水素エンジン開発の i Labo、東海旅客鉄道株式会社(JR東海)とのハイブリッド用水素エンジンの開発で合意
東海旅客鉄道株式会社(JR東海)とのハイブリッド用水素エンジンの開発について
■開発の背景
i Laboは、半世紀にわたる水素エンジン研究の実績をもとに、部品交換、制御変更等により既存のディーゼルエンジンを、水素を燃料として運転可能なエンジンに置換する「水素化コンバージョン」普及促進の為、i Labo山梨R&Dセンターの水素専用エンジンベンチにて水素エンジンの開発を行っております。この技術は、鉄道車両、トラック、バス、その他輸送機器、重機等の産業機械、発電機、船舶など大出力を必要とする用途に最適です。
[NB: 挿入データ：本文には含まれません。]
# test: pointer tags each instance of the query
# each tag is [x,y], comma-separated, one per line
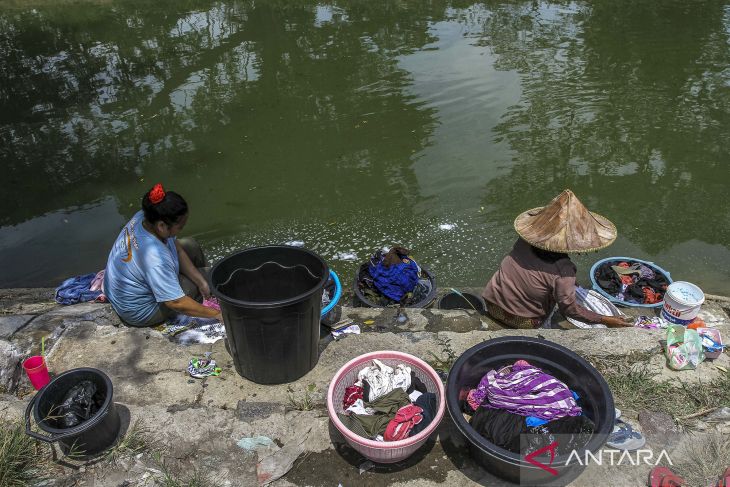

JR東海は、2050年カーボンニュートラルの実現に向けた取組みの一環として、軽油を燃料とするディ ーゼル鉄道車両から排出されるCO2を実質ゼロにする手段のひとつとして、水素を燃料とした「水素動力車両」の開発に取り組んでいます。JR東海が運行する非電化路線は、山間部が多く、勾配が連続するため、高出力かつ高効率なシステムが求められています。
これらの背景から、i Laboが有する水素エンジン技術とJR東海が有するハイブリッド鉄道車両の技術を組み合わせることで、高い出力とエネルギー効率を有する鉄道車両向けの新しい非化石燃料パワートレーン開発を目指すこととしました。
■水素エンジンの特徴
水素と酸素を燃焼して動力に変換する水素エンジンは、運転時にCO2を排出せず、エネルギー密度が高い水素による長距離走行を可能にするパワートレーンとして有力な選択肢です。水素エンジンは、塵埃、塩害等の過酷な環境での長期利用に対応する耐久性と、高い出力、高負荷域での高いエネルギー効率を備えており、このような条件が求められる商用車両、産業機械で特に威力を発揮します。また、高品位水素(Grade-D水素)を必要とせず、低コストの副生水素等の活用により、水素コストそのものの低減を可能にします。
このように、水素エンジンは非化石燃料パワートレーンとして多くの優位性を有しており、水素エンジンの搭載が拡大することで、水素需要拡大や水素インフラ整備等を後押しし、脱炭素社会実現に向けた正の循環を生み出すことが期待できます。
■今後の展望
水素エンジンはハイブリッドシステムと組み合わせることで、ハイブリッド駆動システム全体としての過渡特性、効率が高まり、更なる環境優位性を実現できます。i Laboではハイブリッドシステム向けの水素エンジン制御器を開発し、今後JR東海で計画している模擬走行試験において性能を検証します。
本開発を通じて、脱炭素社会の早期実現に向けて、鉄道をはじめとした水素エンジンの事業機会の拡大と、世界に誇る日本のエンジン技術を活用することで、産業競争力の維持・拡大への貢献を進めて参ります。